We just need to remember not to put the darned thing back on.

Besetting Sin

Image by arash payam

"The Lord is near to the brokenhearted and saves the crushed in spirit." Psalm 34:18


What does that mean exactly, "besetting sin?" To me it means "I be setting on a sin." Setting, or sitting, like a chicken on a handful of plastic eggs hoping that I'm going to get something for my effort.

Yeah, I'm going to get something alright... I'll get a big disappointment. Just like that chicken when nothing hatches.

Sitting on a sin--that thing I just don't want to let go of, that big no-no that i keep returning to time and again--is just plain stupid.
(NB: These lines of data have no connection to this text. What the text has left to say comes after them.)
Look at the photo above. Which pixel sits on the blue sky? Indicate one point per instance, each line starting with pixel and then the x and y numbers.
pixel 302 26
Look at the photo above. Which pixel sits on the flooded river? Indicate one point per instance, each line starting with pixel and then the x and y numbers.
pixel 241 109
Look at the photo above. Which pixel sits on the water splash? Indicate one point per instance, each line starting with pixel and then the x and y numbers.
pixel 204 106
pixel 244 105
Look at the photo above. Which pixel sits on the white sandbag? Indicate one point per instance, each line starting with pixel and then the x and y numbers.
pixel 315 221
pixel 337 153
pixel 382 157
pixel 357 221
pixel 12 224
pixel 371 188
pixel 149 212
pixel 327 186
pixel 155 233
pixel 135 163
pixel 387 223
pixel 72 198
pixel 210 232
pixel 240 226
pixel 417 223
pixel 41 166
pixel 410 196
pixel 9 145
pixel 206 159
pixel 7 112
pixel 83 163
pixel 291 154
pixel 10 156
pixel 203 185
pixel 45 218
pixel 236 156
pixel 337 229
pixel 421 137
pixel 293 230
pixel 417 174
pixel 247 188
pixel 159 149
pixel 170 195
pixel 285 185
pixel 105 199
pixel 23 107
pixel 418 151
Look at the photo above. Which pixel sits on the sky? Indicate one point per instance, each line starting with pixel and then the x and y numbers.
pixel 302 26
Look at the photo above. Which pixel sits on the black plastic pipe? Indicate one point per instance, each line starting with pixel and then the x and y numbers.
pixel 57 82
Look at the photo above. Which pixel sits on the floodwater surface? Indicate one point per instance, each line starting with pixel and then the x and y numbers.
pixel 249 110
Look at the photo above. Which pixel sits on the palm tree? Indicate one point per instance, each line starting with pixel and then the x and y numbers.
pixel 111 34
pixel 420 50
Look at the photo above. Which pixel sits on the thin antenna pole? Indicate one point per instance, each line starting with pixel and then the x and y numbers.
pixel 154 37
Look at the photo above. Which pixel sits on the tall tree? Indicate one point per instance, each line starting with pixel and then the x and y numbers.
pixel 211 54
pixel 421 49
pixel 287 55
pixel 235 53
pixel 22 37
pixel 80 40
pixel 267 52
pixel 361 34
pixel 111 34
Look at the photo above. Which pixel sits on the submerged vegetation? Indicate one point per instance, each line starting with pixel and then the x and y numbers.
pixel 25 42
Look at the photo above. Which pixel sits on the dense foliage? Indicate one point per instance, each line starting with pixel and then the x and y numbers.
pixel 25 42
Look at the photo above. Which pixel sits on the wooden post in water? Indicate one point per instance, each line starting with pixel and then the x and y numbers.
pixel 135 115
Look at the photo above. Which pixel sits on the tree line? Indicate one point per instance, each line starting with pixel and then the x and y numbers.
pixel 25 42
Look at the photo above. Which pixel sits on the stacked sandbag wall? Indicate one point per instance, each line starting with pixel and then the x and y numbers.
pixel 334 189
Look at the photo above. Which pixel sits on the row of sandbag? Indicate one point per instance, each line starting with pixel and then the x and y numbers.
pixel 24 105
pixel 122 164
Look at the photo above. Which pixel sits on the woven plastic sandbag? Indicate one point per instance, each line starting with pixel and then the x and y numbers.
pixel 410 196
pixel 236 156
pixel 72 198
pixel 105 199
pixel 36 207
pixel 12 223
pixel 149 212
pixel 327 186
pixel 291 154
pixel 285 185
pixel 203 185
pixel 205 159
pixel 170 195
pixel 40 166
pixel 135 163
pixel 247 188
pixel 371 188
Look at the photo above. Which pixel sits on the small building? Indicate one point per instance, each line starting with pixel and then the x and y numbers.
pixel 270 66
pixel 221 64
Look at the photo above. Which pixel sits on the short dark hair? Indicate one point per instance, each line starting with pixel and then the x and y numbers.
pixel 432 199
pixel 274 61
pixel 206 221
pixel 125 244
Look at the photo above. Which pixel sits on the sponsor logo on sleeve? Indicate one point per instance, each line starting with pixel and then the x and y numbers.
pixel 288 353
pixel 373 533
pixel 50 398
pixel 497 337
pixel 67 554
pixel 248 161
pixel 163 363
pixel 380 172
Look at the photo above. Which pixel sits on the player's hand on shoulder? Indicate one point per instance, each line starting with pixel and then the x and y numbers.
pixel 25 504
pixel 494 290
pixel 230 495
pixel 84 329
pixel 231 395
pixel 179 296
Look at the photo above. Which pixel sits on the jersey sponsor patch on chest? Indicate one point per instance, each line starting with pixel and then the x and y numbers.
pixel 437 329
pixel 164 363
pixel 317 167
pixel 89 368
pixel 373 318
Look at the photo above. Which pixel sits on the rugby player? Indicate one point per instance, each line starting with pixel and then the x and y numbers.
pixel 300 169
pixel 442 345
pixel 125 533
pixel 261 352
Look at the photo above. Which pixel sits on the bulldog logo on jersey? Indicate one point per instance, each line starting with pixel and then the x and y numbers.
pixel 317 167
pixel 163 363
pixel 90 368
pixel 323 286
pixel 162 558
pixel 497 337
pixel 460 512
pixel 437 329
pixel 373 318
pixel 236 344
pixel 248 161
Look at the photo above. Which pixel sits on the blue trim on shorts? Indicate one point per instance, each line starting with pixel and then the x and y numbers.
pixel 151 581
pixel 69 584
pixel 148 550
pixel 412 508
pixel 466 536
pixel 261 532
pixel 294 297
It's harmful.


It's disgraceful.

But worst of all, it's disappointing to my Father.

I'm not going to get into the besetting sin that I keep running back to like that proverbial dog to the vomit (gross!). It doesn't matter what the sin is, whether it's "big" in human terms (no, I didn't murder my hubby and bury him in the north 40, despite the fact that he refuses to throw any trash into the waste bin grrrr), or if it's a "small" thing (again in human terms), like gossip or pride. 

Daddy only sees disobedience.

After all HE'S done for me, after all HE'S given to me, after all the times HE'S forgiven me and let me run back to His arms... when I return to the sin, it's like that four-year-old who tells their parents "I hate you."


So today... once again... I'm repenting. I'm turning away. I'm begging forgiveness. I'm weeping in shame. I'm breaking my heart.

Thank You, Father, for Your unending mercies and truly amazing grace. I'm a wreck and I seem to keep forgetting that I'm YOUR child, daughter of the Most High. Please remind me of this. I want to make You proud.